Zdenerwowany stukałem w kierownicę. Ellie siedziała obok mnie zapatrzona w obraz za szyby. To co powiedział mi Robert było zatrważające, do czego są w stanie posunąć się ludzie. Masakra. I jak ja miałem jej o tym powiedzieć!? Znowu się załamie, a co gorsza będzie pragnęła sprawiedliwości. Musiałem pomyśleć jak to wszystko rozegrać, pragnąłem by wszystko ułożyło się jak najlepiej, ale kogo ja chciałam oszukać. Z tą sprawą będzie wiązać się wiele bólu i cierpienia nie tylko moje dziewczyny, ale i mojej własnej matki. 

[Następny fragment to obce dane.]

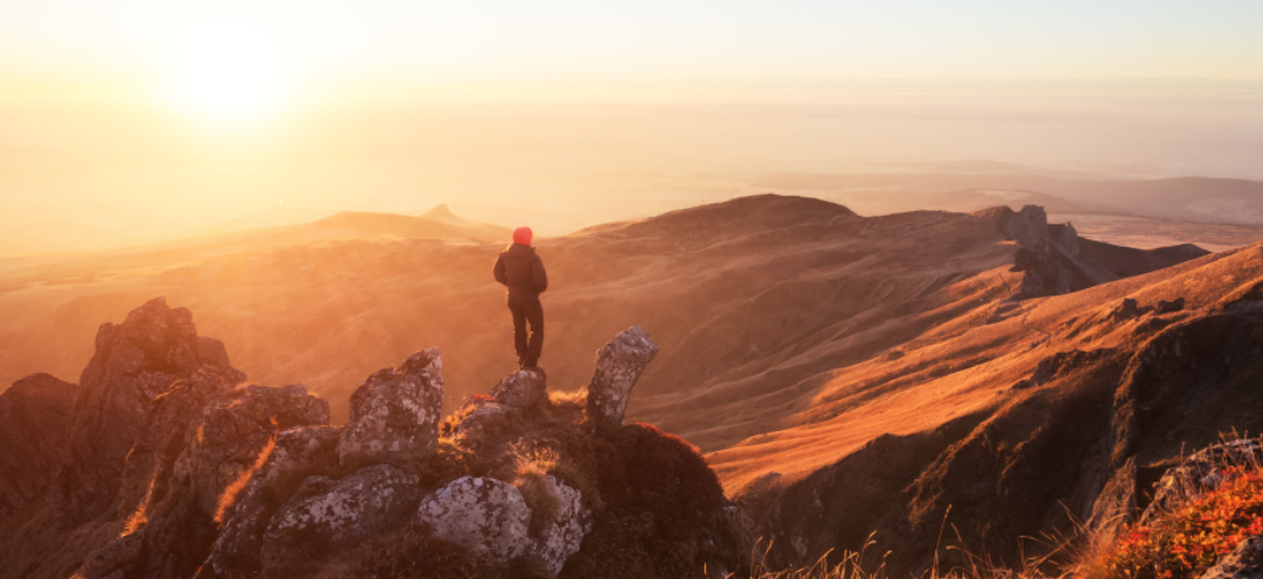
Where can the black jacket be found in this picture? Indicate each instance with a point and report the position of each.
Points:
(522, 269)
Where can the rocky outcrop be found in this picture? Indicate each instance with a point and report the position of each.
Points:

Wróciliśmy do domu, wymigiwałem się od wyjaśnień i zamknąłem na górze w swoim gabinecie. Musiałem pozbierać myśli, jeżeli dobierzemy się do tyłka Toma, to polecą głowy w tym Roberta w świetle tego, co się dzisiaj dowiedziałem było mi wszystko jedno co się z nim stanie. Wykręciłem numer do mojego znajomego, który był ważnym politykiem.

-Daniel Fisher, stary kopę lat - Powiedział na powitanie - Jak tam leci?

-Musimy się pilnie spotkać, dasz radę dziś?

-Tak, akurat jestem w mieście

-W jakim hotelu się zatrzymałeś? - Kiedy dostałem namiary, wyjąłem czarną teczkę z sejfu. To były dokumenty obciążające Roberta oraz zdjęcia, które udało mi się zdobyć. Ellie siedziała skulona na sofie, nogi miała podwinięte pod brodę.

-Muszę wyjść - Rzuciłem. Spojrzała na mnie tymi przejrzystymi oczyma.

-Czy to ma coś wspólnego z Robotem i Tomem?

-Tak

-Czyli nasze podejrzenia były uzasadnione

-Były, Jim zostanie z tobą w domu

-Dobrze - Podszedłem do niej, pocałowałem ją w czoło. Było mi cholernie źle, że muszę to wszystko przed nią ukrywać, ale robiłem to dla jej dobra.  Odzyskałem ją po tylu latach miałem ją znowu przy sobie. Jeżeli miałoby coś nas rozdzielić po raz kolejny, kurwa nie przeżyłbym tego. Była moim wszystkim, dlatego muszę zacząć działać już teraz.